I glanced at Henry, and his face was knotted in thought. He looked more serious than ever, and I could tell that none of what this guy said was registering, though he was trying to connect to it.

"Well," continued Slim with a shrug and a drag and then a puff that sent smoke up in a cloud over our heads, "at first I was scared, but when you said you could make sure I was ok for the winter . . . you know that's how kids get in gangs and all, right? They have real hard times and the gangs promise they'll be good if they join. Yeah, so I wasn't exactly joining, but I followed you, cause I trusted you at that point, and then . . . then it was like a whole new world was there." Slim waved his hands in the air as if indicating something magic were floating there. "Henry, it was a world I never knew about. Nobody ever knew about it, but it's right down there, underneath us, man, and you invited me into it like I was being saved by Jesus or Buddha or something like that. The rest . . . well, the rest I don't want to tell you, cause I think they'll want to do that. It was the best, Henry. The best. It still is. We were different circuits—I never knew which one you were on, and you never knew mine. But we still saw each other sometimes, on the streets, mostly, and then, all of a sudden, you just weren't there anymore. You went MIA, or whatever they say. I thought maybe you just left, you know?

"Eh, it doesn't matter so much." Slim rubbed his smoldering cigarette on the cement, putting it out. I suddenly wondered how old he was. "Now it's been some months and all. You've been gone, but I've been doing ok. I got me promoted and all in my circuit.
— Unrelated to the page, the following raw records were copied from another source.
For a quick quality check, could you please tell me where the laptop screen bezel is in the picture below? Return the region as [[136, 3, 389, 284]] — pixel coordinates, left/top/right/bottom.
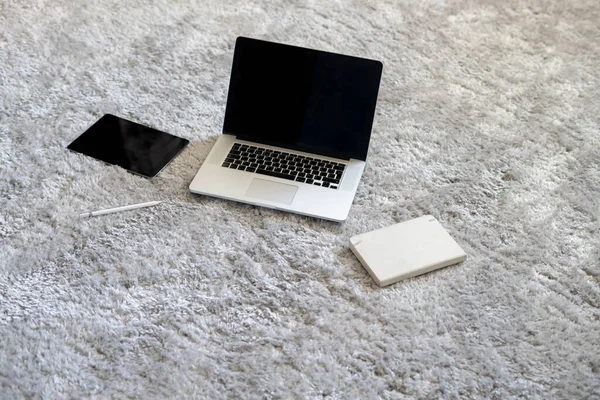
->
[[223, 36, 383, 161]]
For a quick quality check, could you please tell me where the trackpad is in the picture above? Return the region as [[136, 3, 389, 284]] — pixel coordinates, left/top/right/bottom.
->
[[246, 178, 298, 205]]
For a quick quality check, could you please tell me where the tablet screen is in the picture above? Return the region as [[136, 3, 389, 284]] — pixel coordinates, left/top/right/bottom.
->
[[67, 114, 189, 177]]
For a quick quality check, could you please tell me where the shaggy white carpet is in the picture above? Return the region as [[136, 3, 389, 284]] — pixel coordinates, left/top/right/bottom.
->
[[0, 0, 600, 399]]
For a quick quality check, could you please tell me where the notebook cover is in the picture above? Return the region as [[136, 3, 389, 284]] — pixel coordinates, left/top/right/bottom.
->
[[350, 215, 467, 286]]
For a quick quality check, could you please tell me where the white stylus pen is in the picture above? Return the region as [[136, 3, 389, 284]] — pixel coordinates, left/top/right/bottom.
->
[[79, 201, 162, 217]]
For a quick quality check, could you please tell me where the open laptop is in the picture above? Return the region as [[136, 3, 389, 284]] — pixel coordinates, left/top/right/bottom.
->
[[190, 37, 383, 221]]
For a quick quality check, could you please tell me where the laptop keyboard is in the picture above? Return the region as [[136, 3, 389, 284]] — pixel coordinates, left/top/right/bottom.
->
[[222, 143, 346, 189]]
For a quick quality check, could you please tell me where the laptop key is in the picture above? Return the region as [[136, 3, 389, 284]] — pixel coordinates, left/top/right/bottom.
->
[[256, 169, 296, 181]]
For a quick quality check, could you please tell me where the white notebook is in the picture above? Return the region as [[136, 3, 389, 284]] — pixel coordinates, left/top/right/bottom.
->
[[350, 215, 467, 286]]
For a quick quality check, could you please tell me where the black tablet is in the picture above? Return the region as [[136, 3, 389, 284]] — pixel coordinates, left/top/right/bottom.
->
[[67, 114, 189, 177]]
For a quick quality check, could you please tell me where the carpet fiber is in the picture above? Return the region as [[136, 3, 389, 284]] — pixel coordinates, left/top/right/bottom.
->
[[0, 0, 600, 399]]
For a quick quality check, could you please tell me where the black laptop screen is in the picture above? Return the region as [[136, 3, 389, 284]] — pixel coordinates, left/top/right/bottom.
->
[[223, 37, 382, 160]]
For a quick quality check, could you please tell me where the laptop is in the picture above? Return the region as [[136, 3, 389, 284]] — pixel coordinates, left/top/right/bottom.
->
[[190, 37, 383, 222]]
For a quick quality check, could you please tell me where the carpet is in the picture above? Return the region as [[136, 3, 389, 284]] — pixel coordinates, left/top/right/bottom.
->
[[0, 0, 600, 399]]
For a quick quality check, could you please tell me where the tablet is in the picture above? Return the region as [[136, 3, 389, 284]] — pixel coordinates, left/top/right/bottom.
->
[[67, 114, 189, 178]]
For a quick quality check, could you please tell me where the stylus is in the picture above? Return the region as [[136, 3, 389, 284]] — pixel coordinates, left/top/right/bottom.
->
[[79, 201, 162, 217]]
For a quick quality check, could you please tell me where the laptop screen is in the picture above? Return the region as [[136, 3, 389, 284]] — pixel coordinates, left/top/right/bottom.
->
[[223, 37, 382, 160]]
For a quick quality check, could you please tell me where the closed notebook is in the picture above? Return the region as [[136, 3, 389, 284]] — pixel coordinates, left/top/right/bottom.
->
[[350, 215, 467, 286]]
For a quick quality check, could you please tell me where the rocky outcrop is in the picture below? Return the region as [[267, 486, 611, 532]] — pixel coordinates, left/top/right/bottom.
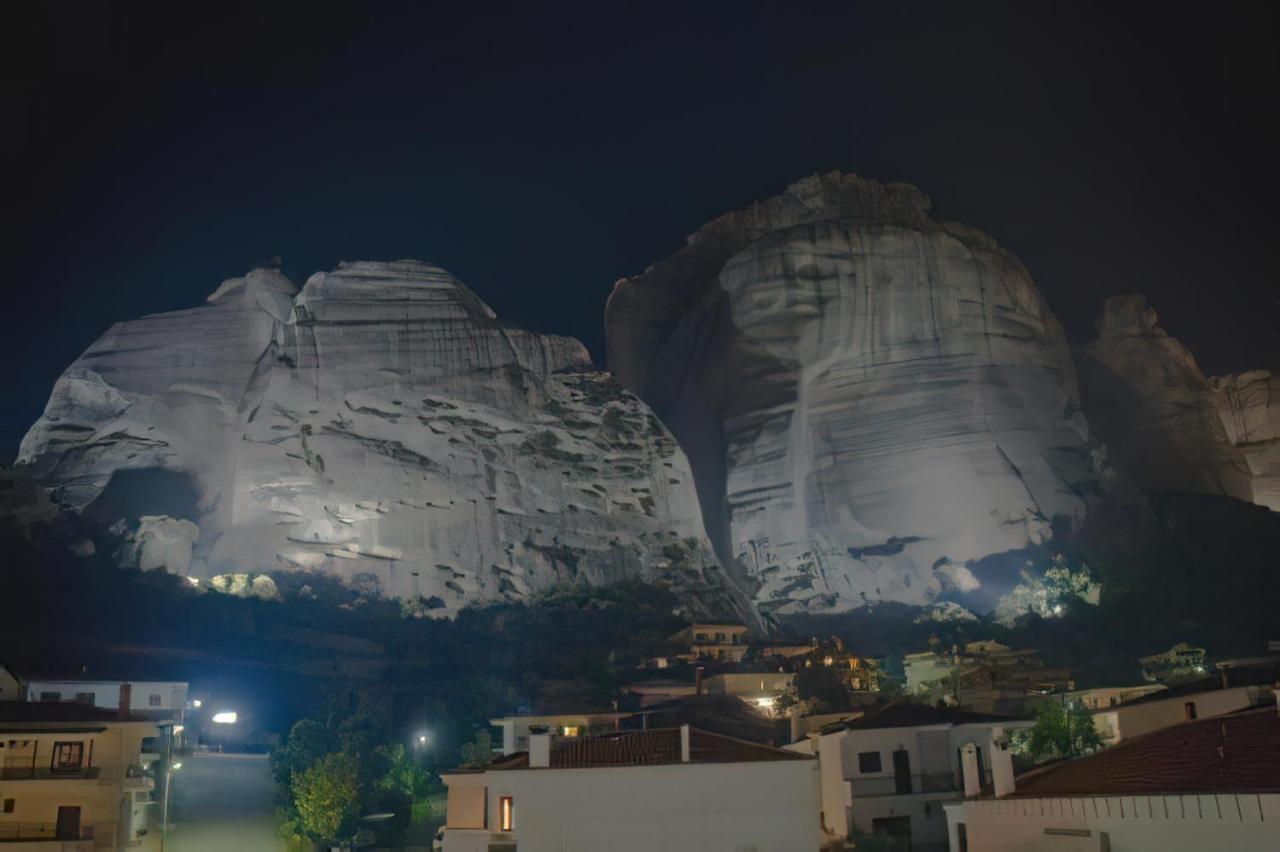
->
[[22, 261, 745, 615], [1075, 296, 1253, 500], [1210, 370, 1280, 512], [605, 173, 1096, 614]]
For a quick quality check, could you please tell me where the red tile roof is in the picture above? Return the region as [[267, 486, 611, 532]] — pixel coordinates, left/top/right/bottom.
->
[[489, 728, 812, 769], [1014, 707, 1280, 797]]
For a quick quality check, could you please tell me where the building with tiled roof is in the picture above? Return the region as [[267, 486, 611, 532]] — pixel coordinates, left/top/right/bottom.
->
[[443, 725, 819, 852], [946, 706, 1280, 852], [788, 701, 1032, 849]]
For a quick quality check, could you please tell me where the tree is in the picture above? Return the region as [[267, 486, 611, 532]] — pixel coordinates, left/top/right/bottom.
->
[[271, 719, 337, 788], [292, 751, 360, 840], [1015, 700, 1102, 761]]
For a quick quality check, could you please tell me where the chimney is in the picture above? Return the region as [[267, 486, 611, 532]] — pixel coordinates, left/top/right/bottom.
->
[[960, 742, 982, 798], [529, 725, 552, 769], [991, 728, 1015, 798]]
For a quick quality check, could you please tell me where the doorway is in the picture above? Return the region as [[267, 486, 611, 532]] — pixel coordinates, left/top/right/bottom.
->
[[54, 805, 79, 840], [893, 748, 911, 796]]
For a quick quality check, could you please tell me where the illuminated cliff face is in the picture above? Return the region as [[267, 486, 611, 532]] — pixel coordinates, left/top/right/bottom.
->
[[22, 261, 745, 614], [607, 174, 1096, 613]]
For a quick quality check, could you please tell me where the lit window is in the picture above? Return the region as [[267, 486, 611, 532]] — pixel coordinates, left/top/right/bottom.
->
[[50, 742, 84, 773]]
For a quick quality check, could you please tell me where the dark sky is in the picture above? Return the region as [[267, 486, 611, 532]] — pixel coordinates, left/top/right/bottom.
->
[[0, 0, 1280, 455]]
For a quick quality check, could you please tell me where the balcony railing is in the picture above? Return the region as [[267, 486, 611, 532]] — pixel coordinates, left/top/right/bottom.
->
[[0, 765, 102, 780], [849, 773, 960, 798], [0, 823, 95, 849]]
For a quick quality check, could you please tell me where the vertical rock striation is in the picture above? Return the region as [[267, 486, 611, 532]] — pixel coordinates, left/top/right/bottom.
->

Good job, now. The hours aren't as bad and it's actually kind of fun, looking for recruits and all. That's why I said blending in is my specialty. That's what my training was, after . . . well, after I switched circuits. I was trained to become a recruiter, just like you were before you switched circuits. And I get special privileges sometimes, but not so good as the other guys. I've done ok for myself, Henry. If I'd had a mother, she'd be proud, no doubt about it."

Henry was utterly silent, moving through forests in his mind, and I felt desperate to reassure him that whatever he was thinking, it'd be all right, but I didn't know what I could say. So, standing up, I re-situated myself on the barricade next to him, and I put a hand on his back. It was the first time I'd touched him since he'd given me those flowers, but I felt nothing special in it, beyond just the warmth his body let off. Something disappointed me about that.

Not reacting in any perceivably positive or negative way to my touch, Henry asked Slim, "What were you promoted to?"

Slim grinned, showing teeth that could've used some braces. "Me? I told you. Recruiting. I'm just like you were, Henry. I'm a genuine S-C-A-B. A scab, and all."